Some good news from the ailing music magazine industry: No Depression, the Seattle-based alternative country music publication that folded earlier this year due to declining advertising revenue, will relaunch as what the publishers call a “bookazine”—a large format paperback book featuring long form music journalism.
With a cover price of $20, No Depression will be published twice per year without any advertising, according to a story on North Carolina’s News and Observer Web site. It will be produced as part of a collaboration with the University of Texas Press.
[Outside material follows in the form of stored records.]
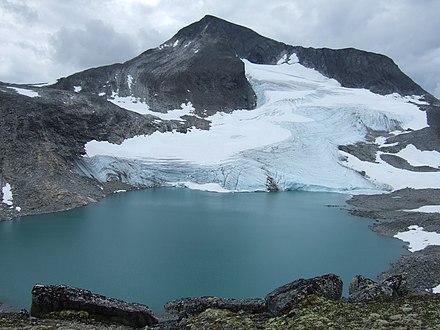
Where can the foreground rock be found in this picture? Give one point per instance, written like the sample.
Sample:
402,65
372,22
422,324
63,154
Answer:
47,299
191,306
289,295
365,289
No Depression ceased publication with its May-June issue after the magazine’s ad dollars plummeted 30 to 40 percent. “Unfortunately, the ad community that shares (No Depression’s) interest doesn’t have any money, and doesn’t look like its going to have any money in the foreseeable future,” co-founder Grant Alden said at the time.
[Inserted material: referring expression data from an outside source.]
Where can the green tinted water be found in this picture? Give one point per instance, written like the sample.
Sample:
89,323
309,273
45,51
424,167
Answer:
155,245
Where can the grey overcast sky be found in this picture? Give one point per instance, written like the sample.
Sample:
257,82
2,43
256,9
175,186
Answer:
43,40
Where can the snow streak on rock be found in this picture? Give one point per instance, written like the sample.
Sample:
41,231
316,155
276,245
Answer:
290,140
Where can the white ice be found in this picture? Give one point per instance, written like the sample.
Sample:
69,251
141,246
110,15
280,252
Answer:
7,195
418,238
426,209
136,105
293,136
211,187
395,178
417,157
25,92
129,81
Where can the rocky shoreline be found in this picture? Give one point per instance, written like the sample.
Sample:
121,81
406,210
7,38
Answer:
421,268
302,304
Not long after, fellow music magazine Harp shuttered, its publishers citing declining revenue and increasing costs. Small yet well-regarded independent music magazine Resonance also folded this year.
With CD sales falling worldwide and music magazines seeing ad pages evaporate (first half ad pages were down 24.7 percent at Rolling Stone, -23.5 percent at Blender and -18.3 percent at Vibe), it’s nice to see that Alden and the magazine’s other founders are rethinking the business model—even if the end product isn’t technically a magazine.